OSU VPN (Cisco) for Linux (Debian)

Sometimes you need to access resources on OSU network but you are outside the network, and you are using Linux. OSU provides us Cisco AnyConnect VPN Client 2.4 for Linux, which can be downloaded from the SLS website. However, for Debian users, it is more straightforward to use vpnc to access the VPN, since it’s already in the standard repository. Another reason to use vpnc is that, the software downloaded from SLS is not compatible to my amd64 squeeze, i.e., it doesn’t run on my laptop. After installing vpnc using apt-get install vpnc, there are just few steps before you can connect to the VPN.

No information on the 8help page is provided for the configuration of vpnc, which does not surprise me since Linux is not officially supported by OSU. Peeking at the settings in the Windows version Cicso VPN software will help you to create the corresponding configuration file in /etc/vpnc directory for vpnc. A configuration file (with extension file name .conf) should be created in the directory:

Local Port 0
IPSec gateway vpn.service.ohio-state.edu
IPSec ID <find_it_in_pcf>
IPSec secret <find_it_in_pcf>
IKE Authmode psk
Xauth username <your_osu_username>

IPSec ID is the GroupName field in the PCF file of Cisco VPN client, while the IPSec secret is the GroupPwd field in the PCF file. You can find the PCF file in the directory you installed the Cisco VPN client that OSU provides.

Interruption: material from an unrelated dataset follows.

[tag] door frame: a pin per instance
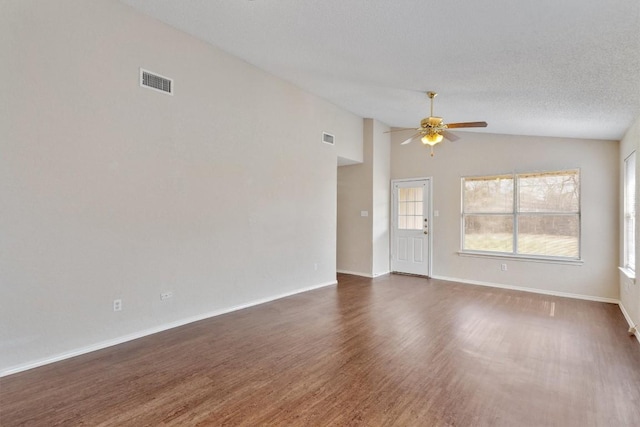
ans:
(393, 219)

GroupPwd is encrypted, but there’s a way to decrypt it, or you can ask OIT.

After filling all relevant information for the configuration file, you can start the VPN by using vpnc <conf_file_name> with root privilege. vpnc will prompt for your password every time when connecting. Warning, although Xauth password can be used to specify your personal credential to the VPN, for security reason, you should not really write it in the configuration file. You can verify the routing table by using route. You should see the tun0 device is added into the routing table for OSU network.

To disconnect from the VPN, use vpnc-disconnect with root privilege. Do not forget to disconnect before suspend/hibernate your laptop.